Interactions among the pathways

  • The extrinsic pathway is shorter and faster and produces a quick, but small amount of thrombin.
  • Clotting occurs in a matter of minutes.

Feedback control of blood clotting

  • The common pathway speeds up both the extrinsic and intrinsic pathways via positive feedback, thus making clotting a very fast process.
  • Because there is such positive feedback, there are also many factors that inhibit clot formation:
    • Anticoagulants found in blood plasma,
    • Heparin, released by basophils and mast cells,
    • Thrombomodulin released by endothelial cells which activates protein C which deactivates fibrin strands,
    • Prostacyclin from the platelet phase.
  • Many clinical conditions require close regulation and manipulation of clotting and anticlotting factors.

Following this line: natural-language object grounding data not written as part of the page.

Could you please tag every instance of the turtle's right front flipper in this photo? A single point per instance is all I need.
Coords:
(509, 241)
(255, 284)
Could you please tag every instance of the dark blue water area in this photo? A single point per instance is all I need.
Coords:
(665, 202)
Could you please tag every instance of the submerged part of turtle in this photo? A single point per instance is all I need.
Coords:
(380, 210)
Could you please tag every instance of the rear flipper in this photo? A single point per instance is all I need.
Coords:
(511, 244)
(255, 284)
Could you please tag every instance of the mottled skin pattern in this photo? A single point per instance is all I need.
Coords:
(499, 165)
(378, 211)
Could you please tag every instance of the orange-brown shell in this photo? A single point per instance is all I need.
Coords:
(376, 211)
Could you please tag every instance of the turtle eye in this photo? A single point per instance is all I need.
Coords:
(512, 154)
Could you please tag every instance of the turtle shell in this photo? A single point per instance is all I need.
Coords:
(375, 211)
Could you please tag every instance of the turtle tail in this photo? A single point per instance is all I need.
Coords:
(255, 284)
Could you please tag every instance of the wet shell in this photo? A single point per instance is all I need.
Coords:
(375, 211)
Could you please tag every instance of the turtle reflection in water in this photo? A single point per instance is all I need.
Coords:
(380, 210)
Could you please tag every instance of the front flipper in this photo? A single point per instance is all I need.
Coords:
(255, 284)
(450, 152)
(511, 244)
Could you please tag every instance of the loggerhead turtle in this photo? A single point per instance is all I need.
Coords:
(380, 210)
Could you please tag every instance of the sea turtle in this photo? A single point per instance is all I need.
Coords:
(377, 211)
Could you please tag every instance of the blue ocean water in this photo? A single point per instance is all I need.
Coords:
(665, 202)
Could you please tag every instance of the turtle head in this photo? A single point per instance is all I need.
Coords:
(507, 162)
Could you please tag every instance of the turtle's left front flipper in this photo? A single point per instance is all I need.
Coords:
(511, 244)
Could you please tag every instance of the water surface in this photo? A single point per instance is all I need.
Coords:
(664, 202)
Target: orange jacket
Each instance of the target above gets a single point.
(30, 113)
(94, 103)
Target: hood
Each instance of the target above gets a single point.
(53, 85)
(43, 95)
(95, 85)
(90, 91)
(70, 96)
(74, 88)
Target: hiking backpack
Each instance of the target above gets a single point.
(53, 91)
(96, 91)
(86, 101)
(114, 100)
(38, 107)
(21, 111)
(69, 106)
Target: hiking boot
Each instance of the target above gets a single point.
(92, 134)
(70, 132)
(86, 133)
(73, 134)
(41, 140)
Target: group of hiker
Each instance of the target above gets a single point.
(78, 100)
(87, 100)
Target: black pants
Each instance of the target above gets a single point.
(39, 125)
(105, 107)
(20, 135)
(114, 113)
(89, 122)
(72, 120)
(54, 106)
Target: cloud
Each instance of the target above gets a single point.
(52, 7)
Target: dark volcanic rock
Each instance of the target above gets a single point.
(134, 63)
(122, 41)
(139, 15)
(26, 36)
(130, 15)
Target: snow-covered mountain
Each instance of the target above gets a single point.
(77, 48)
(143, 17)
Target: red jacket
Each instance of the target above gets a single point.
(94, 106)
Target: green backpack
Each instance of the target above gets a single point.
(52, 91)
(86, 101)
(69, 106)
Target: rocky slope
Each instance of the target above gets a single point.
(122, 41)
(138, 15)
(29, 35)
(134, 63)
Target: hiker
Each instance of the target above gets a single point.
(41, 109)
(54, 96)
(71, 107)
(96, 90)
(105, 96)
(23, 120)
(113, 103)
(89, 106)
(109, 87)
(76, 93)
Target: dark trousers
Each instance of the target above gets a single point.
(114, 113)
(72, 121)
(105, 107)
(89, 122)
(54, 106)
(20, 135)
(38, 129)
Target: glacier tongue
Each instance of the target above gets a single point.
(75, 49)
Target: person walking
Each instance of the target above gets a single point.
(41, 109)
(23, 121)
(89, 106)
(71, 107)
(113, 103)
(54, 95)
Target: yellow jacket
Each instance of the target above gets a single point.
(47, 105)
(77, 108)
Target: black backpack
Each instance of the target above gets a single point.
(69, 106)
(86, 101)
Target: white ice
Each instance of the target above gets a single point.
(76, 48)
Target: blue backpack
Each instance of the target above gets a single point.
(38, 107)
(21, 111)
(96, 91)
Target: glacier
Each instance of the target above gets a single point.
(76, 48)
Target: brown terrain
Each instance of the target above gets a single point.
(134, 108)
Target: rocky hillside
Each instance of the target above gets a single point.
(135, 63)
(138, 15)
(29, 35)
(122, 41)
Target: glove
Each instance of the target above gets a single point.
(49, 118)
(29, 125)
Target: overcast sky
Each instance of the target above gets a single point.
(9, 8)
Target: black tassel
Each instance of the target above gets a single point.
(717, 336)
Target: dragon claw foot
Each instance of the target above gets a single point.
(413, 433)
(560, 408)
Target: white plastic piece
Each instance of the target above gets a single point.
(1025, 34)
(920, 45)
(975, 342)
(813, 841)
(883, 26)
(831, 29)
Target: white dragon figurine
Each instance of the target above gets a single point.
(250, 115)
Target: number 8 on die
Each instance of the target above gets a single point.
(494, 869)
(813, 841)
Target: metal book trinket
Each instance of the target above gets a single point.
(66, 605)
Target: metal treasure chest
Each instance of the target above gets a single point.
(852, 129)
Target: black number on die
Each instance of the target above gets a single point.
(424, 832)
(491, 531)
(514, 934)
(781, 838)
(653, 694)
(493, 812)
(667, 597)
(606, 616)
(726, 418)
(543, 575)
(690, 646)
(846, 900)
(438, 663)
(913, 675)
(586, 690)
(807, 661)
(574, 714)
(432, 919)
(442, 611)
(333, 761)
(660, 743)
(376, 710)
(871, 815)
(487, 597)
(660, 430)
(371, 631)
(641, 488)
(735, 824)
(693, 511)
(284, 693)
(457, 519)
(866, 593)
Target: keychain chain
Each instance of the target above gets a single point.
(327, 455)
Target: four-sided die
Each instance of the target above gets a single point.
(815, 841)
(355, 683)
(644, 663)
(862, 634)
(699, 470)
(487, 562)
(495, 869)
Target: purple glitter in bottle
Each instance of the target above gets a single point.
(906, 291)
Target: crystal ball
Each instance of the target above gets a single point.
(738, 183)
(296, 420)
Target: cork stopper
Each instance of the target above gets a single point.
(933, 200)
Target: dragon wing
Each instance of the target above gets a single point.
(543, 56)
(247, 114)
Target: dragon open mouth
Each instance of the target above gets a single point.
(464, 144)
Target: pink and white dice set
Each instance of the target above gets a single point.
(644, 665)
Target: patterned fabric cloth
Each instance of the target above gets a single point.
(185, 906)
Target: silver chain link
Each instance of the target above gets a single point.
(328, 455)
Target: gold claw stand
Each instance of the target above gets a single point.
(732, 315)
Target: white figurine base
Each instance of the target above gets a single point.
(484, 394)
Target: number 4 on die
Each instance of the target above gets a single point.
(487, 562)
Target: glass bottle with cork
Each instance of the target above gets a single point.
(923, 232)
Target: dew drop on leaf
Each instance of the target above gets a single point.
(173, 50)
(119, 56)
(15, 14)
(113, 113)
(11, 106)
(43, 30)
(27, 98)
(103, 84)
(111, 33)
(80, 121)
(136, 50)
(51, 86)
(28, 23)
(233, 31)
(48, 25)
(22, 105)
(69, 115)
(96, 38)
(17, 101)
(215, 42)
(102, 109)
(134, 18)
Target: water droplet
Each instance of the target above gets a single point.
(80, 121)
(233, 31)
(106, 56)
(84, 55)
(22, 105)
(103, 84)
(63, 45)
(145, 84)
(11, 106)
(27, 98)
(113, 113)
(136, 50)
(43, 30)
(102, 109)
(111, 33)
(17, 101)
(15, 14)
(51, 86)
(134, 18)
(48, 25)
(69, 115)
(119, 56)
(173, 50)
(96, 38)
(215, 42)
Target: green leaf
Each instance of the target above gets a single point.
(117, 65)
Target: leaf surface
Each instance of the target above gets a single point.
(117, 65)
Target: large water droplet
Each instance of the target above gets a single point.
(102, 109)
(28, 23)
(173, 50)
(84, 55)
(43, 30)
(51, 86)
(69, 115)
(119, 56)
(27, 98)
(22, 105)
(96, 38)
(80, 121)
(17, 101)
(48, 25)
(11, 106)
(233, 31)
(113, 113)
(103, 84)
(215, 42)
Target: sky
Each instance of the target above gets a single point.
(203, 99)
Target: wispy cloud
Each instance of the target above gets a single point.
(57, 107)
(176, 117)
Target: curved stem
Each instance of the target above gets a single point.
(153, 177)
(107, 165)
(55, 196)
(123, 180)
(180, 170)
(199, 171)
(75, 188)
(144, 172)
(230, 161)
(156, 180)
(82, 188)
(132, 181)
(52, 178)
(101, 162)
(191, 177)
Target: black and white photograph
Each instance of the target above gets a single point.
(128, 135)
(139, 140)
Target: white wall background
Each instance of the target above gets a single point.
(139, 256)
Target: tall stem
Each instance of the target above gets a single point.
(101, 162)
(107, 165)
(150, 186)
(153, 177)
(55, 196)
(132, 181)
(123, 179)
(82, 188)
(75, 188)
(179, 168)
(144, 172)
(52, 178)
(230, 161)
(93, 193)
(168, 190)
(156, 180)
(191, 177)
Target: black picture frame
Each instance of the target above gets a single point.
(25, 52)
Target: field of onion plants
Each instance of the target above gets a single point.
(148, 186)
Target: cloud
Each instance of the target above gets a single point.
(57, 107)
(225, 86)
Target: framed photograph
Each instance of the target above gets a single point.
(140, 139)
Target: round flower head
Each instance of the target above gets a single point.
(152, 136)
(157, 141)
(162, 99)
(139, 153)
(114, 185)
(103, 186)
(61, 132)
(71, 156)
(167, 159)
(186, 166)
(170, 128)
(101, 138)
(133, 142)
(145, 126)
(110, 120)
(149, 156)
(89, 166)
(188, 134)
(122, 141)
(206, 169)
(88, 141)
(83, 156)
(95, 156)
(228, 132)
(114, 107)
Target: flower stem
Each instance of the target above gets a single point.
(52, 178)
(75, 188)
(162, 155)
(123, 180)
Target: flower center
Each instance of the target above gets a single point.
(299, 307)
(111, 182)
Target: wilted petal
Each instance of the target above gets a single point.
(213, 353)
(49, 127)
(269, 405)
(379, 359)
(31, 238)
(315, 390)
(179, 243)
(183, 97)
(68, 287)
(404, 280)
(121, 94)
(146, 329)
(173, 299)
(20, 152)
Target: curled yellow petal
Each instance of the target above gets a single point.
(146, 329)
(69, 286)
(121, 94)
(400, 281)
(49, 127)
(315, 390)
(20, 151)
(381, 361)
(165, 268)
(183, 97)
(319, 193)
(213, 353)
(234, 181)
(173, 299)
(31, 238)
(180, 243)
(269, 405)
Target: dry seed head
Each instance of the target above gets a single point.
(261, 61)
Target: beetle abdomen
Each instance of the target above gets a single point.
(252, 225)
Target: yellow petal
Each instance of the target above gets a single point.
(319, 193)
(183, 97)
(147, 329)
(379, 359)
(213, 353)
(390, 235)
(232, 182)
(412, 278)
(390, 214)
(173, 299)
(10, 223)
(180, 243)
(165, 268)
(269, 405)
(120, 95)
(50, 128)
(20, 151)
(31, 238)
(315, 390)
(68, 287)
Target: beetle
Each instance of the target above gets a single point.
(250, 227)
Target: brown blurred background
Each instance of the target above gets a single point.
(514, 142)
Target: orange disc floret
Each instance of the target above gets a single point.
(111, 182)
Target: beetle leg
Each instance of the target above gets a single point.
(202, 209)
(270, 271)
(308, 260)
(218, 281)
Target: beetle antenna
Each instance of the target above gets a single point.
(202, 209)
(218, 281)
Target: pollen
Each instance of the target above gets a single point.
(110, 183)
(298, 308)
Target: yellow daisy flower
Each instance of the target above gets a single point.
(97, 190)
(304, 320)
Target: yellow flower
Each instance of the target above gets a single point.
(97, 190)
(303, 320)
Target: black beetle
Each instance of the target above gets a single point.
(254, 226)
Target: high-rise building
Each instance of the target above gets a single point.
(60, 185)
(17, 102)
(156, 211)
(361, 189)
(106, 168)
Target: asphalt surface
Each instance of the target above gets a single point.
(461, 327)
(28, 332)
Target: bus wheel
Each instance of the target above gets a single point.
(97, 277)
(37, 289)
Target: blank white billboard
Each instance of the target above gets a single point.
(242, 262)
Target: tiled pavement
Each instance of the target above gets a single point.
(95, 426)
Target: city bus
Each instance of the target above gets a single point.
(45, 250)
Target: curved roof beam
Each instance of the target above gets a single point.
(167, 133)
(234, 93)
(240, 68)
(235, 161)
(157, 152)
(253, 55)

Calcium ions, vitamin K, and blood clotting

  • Ca++ is required in all three pathways: intrinsic, extrinsic, and common.
  • Vitamin K is required for the liver to generate many of the clotting factor proteins found in plasma.
  • Therefore anything that messes up Ca++ or vitamin K levels can affect the patient's ability to clot.
  • Vitamin K is fat soluble.
  • Half our vitamin K needs are absorbed in the diet and half is generated by bacteria in the gut.

Clot retraction

  • Within about 30 to 60 minutes, a clot has formed and platelets are pulling together to reduce residual bleeding and to make it easier for fibrocytes, smooth muscle cells, and endothelial cells to complete their repairs.

Fibrinolysis

  • The fibrin network can be broken down via plasminogen.
  • For everything to work properly, blood has to keep flowing. RBCs make about 2 circuits per minute.